The situation you describe is exactly what OAuth is designed for: a client authorizes with one server and then obtains access to resources on another server. In your case, website.com is the authorization server and api.com is the resource server. In a nutshell, the authorization server sends an access token to the client, which the client can then pass on to the resource server to prove that they have permission to access the resource. In order for this to work, the resource server (api.com) needs to either check back with the authorization server (website.com) to verify that the token is valid or be informed about the token in advance. So there is a triangle of communication between the client, the authorization server and the resource server in which a shared secret is passed around. Because of this, it is absolutely necessary to use secure connections (HTTPS) in all parts of the chain; otherwise, someone could intercept the token and pretend to be the authorized client. This is kept within reasonable bounds by using limited-access tokens which do not fully authenticate the user, but it is nonetheless a problem that you should try to prevent.

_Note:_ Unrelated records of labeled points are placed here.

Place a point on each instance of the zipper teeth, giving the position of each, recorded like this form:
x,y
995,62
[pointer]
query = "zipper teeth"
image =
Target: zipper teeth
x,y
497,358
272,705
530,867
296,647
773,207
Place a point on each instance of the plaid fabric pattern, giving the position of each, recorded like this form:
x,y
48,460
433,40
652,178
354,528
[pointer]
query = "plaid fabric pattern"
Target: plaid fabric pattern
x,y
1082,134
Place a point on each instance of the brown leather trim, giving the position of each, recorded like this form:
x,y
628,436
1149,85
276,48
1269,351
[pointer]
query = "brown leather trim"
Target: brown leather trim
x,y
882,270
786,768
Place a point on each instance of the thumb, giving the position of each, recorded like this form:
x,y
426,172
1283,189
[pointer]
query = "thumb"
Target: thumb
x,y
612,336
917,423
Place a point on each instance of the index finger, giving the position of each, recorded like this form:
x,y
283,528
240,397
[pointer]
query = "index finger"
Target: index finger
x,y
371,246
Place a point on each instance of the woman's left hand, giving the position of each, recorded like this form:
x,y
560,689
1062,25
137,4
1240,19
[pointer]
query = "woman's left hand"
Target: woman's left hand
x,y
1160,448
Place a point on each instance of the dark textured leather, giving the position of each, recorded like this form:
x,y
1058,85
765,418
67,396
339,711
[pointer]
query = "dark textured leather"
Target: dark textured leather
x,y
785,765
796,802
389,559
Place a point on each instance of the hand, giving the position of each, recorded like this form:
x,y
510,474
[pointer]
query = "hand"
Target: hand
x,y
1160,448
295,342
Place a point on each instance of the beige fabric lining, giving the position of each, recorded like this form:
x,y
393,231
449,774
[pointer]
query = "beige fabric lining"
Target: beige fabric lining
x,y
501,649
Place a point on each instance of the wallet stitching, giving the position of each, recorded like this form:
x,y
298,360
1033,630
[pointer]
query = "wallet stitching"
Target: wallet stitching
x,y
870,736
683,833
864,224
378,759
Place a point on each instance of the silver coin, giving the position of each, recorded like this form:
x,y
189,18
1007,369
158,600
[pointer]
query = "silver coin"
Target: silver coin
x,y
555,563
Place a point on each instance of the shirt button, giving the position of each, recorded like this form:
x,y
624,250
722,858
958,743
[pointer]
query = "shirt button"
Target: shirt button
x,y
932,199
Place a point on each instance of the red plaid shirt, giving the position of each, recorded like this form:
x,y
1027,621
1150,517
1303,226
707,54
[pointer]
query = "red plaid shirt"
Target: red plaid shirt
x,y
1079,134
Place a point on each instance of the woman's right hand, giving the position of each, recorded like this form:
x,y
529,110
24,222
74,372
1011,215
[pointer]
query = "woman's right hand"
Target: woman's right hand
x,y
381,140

While theoretically secure, OAuth is a complicated system and it is hard to get right. Some people think it is practically impossible to get right (notably Eran Hammer, the original lead author of the OAuth 2.0 specification who decided to withdraw from the working group). However, given that you need to use HTTPS anyway, you could avoid OAuth altogether and instead use a little-known builtin feature of HTTPS (or actually, TLS) called (surprise!) client authentication.
As you probably already know, in the HTTPS protocol, the server (website.com) uses a certificate signed by a trusted authority to authenticate itself. This is a well understood and very secure mechanism (at least by internet standards), provided that the certificate is uncompromised and that the latest version of TLS is used. The client can do the same, i.e. authenticate with a certificate that was signed by a trusted authority. The latter authority can be the server (website.com) for this purpose, because the server can trust itself. So the elegance of TLS client authentication is that the client does not need to contact a third party in order to obtain a certificate; the client and the server can cooperate to provide the client with a certificate that the server can trust. This is potentially even very user-friendly, because the client certificate needs to be transferred and installed only once and can then be used for authentication on subsequent sessions, possibly without the user even needing to enter a password. The same client certificate can also be used for HTTPS connections with other servers (e.g. api.com), provided that those servers know about the certificate and trust the authority that signed it (website.com).
TLS client authentication is likely to be more secure than OAuth, while it might require less interaction from the user overall (depending on the way in which the client certificate is handled in the browser). On the other hand, most users are probably unfamiliar with the particular mechanics of TLS client authentication. If users need to log in from many different devices or need to authenticate to many different servers, this workflow may be confusing or cumbersome because each device needs to have a certificate and the certificate may have to be selected manually by the user when a new server is visited for the first time.
To summarize:
- In both cases, website.com provides the client with a means to authorize for access to api.com, which api.com needs to know about. So api.com cannot be 100% stateless; it needs to have some knowledge about the means of authorization that website.com communicated with the client.
- Both cases require a secure connection (HTTPS).
- In OAuth, the means to authorization is a "shared secret" limited access token (also known as "pseudoauthentication"), while in TLS client authentication, it is a private certificate that fully authenticates the client because it was signed by a trusted authority.
- In OAuth, authorization is done on the data layer (applications explicitly communicate the access token) while in TLS client authentication, authentication is done on the transport layer (meaning that your API does not actually need to be aware of authentication or even authorization, if the webserver is configured to allow certain endpoints only to authenticated clients).
- TLS client authentication is probably more trustworthy, but OAuth is probably more familiar to users because it works with password logins "as usual".
Some clarifications in response to the comments:
How does website.com know the user is logged in? How does website.com remember the user is logged in (i.e. between browser refreshes)?
By storing the access token in a secure cookie on the client side. On every request from the client to website.com, the access token is included in the request headers. This way, website.com can be assured that every request is either authenticated (if the request contains the access token, i.e. the user is logged in), or the visitor is a guest.
How does the browser make authenticated XHR requests?
By sending the access token in the request header, just like for website.com. Obviously, this requires the cookie to be accessible to the client.
website.com needs to authenticate with api.com when creating the server response
When it does that, it just sends a (HTTPS) request on the user's behalf. It's the same thing where the access token is included in the request headers. website.com always has the access token of the user when it does this, because it either is about to provide it to the user or it just received it from the user.